After the board was installed, it seemed to boot up without any errors until the HP loading screen where it was showing a blue screen with innaccesible boot device, which it didn't before the board swap. Booted into a windows install media to access command prompt. I was able to confirm that the C drive and the D drive containing all data were accessible. I tried a few commands I found online using bootrec, bcedit etc All of them show successful when running. But it made no difference. Trying to boot to safe mode gets the same error too.

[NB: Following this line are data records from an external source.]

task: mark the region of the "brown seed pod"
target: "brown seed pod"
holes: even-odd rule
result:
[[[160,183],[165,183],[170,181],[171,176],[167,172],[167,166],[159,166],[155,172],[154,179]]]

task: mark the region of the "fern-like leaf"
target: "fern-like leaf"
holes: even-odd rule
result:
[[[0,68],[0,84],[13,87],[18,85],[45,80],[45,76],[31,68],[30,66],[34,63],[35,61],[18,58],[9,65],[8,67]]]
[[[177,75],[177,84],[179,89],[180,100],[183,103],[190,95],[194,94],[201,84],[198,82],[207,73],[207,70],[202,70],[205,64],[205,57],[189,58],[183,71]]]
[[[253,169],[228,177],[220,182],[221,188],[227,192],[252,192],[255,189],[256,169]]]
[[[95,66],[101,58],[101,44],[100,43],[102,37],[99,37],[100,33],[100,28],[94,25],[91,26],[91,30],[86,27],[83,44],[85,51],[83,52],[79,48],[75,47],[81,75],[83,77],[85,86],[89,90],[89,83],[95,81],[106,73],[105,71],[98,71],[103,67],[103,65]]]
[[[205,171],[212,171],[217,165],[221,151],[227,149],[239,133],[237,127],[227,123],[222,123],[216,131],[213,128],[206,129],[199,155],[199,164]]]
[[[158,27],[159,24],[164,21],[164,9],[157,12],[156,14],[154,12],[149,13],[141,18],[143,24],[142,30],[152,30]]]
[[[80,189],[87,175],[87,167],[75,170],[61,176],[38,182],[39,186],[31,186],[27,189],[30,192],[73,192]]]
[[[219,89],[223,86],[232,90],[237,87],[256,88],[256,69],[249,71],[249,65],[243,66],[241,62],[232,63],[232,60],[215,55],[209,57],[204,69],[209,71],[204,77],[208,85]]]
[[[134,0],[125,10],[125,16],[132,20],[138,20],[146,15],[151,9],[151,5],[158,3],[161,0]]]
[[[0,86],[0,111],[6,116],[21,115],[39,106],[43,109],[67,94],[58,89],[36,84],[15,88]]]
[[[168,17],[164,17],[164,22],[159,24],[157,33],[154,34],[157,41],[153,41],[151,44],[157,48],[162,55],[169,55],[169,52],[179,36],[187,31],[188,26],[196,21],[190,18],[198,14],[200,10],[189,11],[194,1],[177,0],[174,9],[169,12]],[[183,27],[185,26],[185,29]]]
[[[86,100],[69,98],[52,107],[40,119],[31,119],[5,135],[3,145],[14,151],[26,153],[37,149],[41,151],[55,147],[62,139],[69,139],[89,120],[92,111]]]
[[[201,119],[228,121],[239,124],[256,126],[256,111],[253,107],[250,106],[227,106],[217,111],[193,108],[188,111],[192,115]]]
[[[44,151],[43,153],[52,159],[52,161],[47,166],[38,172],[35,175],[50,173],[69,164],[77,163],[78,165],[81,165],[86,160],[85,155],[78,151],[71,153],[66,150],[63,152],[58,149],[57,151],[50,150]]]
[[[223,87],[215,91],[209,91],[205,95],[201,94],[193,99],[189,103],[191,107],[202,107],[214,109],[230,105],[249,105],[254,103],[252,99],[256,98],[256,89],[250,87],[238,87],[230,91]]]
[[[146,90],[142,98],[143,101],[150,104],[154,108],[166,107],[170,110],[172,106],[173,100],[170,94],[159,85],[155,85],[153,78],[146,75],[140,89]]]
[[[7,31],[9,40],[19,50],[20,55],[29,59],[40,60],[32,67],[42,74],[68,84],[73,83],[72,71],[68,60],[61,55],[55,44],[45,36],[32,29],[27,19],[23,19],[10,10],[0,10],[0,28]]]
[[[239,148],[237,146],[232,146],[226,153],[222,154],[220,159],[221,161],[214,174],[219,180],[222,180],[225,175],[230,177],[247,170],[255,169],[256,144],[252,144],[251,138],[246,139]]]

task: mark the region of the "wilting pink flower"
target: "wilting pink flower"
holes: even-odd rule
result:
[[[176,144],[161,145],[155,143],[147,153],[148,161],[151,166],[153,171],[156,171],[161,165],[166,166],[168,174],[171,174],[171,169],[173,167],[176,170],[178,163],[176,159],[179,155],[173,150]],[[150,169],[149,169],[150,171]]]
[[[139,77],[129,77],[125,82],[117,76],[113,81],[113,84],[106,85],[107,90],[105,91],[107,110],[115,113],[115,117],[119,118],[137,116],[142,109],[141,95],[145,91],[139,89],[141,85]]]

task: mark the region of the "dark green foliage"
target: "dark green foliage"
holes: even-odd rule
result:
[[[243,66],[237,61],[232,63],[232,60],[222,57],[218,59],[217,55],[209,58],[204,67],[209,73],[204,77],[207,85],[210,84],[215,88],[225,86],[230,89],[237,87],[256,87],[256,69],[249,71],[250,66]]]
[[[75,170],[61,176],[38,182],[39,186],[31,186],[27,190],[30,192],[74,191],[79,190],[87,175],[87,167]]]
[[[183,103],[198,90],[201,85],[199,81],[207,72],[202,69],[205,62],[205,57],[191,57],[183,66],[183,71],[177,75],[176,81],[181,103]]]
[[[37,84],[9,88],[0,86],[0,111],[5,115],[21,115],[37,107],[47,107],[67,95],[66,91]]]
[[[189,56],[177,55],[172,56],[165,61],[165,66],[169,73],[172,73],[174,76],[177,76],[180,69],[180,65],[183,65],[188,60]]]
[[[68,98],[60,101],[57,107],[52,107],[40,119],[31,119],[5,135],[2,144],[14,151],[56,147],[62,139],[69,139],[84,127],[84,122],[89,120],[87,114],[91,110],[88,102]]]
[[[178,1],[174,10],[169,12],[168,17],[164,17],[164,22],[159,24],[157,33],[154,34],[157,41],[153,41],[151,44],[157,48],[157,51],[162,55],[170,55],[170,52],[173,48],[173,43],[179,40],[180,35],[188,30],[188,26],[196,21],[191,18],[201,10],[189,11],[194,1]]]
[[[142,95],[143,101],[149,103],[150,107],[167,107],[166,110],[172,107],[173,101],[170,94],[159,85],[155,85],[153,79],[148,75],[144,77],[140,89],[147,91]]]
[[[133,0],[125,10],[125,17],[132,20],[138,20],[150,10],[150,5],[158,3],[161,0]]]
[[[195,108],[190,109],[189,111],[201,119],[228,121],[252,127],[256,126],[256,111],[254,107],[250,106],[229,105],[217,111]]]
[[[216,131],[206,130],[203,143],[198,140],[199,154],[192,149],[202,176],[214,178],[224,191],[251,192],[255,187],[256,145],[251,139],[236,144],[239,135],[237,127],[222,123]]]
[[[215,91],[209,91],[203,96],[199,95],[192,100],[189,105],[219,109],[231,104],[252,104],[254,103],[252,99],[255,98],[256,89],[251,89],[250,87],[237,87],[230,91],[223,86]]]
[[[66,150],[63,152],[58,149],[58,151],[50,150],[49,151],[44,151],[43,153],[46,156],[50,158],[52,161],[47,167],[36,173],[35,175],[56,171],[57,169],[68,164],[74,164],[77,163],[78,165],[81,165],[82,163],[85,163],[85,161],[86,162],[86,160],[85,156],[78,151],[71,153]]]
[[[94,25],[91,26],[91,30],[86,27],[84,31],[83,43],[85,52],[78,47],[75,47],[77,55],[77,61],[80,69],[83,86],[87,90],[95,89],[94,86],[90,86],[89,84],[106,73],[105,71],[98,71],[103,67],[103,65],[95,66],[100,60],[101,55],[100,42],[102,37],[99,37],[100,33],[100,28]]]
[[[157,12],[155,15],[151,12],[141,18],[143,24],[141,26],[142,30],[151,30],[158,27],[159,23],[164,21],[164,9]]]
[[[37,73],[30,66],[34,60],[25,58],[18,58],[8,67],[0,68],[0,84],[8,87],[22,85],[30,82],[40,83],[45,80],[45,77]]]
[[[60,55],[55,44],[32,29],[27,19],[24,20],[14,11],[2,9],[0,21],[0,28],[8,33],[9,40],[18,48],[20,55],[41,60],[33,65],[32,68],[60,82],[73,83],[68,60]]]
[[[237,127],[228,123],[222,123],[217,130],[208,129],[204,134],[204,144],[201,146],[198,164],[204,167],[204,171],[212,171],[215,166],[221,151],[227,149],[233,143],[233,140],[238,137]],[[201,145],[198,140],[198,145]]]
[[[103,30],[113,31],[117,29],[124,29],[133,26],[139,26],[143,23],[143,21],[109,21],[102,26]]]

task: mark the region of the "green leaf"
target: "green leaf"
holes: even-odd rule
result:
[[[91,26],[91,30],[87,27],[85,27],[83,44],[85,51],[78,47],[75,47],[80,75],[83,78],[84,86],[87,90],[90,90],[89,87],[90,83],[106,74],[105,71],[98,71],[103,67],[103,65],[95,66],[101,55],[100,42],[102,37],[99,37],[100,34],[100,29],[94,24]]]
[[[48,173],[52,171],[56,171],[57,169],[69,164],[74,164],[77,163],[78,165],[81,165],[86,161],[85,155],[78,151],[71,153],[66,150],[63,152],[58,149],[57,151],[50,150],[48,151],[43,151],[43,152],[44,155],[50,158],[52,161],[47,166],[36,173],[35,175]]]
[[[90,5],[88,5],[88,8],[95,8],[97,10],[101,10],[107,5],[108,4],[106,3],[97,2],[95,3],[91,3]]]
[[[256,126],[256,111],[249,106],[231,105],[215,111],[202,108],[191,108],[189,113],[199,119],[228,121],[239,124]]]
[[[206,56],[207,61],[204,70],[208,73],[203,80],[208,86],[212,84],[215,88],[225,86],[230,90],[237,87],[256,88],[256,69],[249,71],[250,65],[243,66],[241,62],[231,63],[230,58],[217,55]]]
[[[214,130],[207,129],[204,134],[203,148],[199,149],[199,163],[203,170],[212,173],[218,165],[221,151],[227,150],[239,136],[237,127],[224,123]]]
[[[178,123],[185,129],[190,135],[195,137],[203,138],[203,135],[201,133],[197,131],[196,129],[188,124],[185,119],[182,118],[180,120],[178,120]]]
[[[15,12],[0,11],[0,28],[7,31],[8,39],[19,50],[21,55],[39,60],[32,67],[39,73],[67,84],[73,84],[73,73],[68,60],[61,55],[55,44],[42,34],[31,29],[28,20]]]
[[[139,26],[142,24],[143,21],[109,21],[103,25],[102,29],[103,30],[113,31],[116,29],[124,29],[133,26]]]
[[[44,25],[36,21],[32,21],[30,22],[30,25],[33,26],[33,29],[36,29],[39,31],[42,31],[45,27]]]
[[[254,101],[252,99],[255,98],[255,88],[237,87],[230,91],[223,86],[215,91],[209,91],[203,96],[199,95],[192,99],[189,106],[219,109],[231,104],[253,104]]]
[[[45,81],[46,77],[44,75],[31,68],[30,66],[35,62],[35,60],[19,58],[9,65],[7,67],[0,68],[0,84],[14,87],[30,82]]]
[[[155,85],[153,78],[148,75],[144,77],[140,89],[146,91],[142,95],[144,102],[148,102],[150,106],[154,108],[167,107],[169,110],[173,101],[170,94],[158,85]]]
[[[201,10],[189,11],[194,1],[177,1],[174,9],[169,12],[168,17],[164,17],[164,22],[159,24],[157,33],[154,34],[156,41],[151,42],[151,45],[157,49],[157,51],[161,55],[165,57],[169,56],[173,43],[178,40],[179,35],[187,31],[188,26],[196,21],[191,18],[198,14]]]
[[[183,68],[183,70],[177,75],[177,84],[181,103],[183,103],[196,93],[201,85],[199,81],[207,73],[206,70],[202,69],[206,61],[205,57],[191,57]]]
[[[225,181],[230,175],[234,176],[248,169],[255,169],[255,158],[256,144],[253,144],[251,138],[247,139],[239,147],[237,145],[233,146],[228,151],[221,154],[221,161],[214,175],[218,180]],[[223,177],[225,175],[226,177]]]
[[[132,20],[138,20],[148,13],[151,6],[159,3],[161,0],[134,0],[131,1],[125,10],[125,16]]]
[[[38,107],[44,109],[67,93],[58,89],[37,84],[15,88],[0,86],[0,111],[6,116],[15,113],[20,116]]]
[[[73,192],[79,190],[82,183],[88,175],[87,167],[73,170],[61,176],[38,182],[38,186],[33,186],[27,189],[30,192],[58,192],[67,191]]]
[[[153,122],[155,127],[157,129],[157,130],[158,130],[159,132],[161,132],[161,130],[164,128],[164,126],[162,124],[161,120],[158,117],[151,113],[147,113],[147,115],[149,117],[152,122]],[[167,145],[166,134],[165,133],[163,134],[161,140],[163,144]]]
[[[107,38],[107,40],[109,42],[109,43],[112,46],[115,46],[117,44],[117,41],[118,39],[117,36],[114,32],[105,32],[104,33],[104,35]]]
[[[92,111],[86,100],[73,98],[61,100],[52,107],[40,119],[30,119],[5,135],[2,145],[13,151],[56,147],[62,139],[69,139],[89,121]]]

The server had been offline a few days by now, so in an attempt to get it back online I restored from the last successful backup. I excluded the D drive from this, just restored C, EFI partition, and OEM reserved. When it finished, it got to the HP loading screen and instead of the blue screen, showed it was installing new devices. It then got into Windows like normal. I assumed at this point all was good. Over the next day of monitoring, I noticed that the backups were still failing with the same error. I restarted and got the blue screen error again.

I restored again, but tried a snapshot a few days earlier. Once that was finished, booted into Windows and I tried a restart straight away, and it was fine. Again assumed the problem was fixed - but backups still failing. I did quite a lot of digging, and found that there were quite a lot of devices in device manager showing as unknown with a yellow ! next to them. Looking at the information on them, they appeared to be regarding the chipset. I ran the service pack for Gen 9 Proliant servers which scanned and found a lot of drivers to install. I agreed to them all, it ran and asked to be restarted. I clicked ok, blue screen error again.

I ran another restore, but tried the latest one again. When booted up, it didn't show any unknown devices. Ok, give it a restart. Blue screen error.

I did a few more checks by booting into the install disc again and loading up cmd. I ran chkdsk on C: which found no errors. I took a screenshot of diskparts list volumes, restored the server, and loaded up diskpart in Windows to compare. When in Windows, diskpart shows C: as having a "boot" flag and the EFI partition having a "system" flag. When in it's failed state, C: has no flag, and EFI is "hidden".

A few more things I noticed was that when opening msconfig, the boot section doesn't show any OS's. I did an sfc /scnanow, no errors. When I run "bcedit" in Windows, I get an error that the requested system device cannot be found. However, I am able to assign it a letter in disk management and access it. I even ran a chkdsk on that which shows no errors.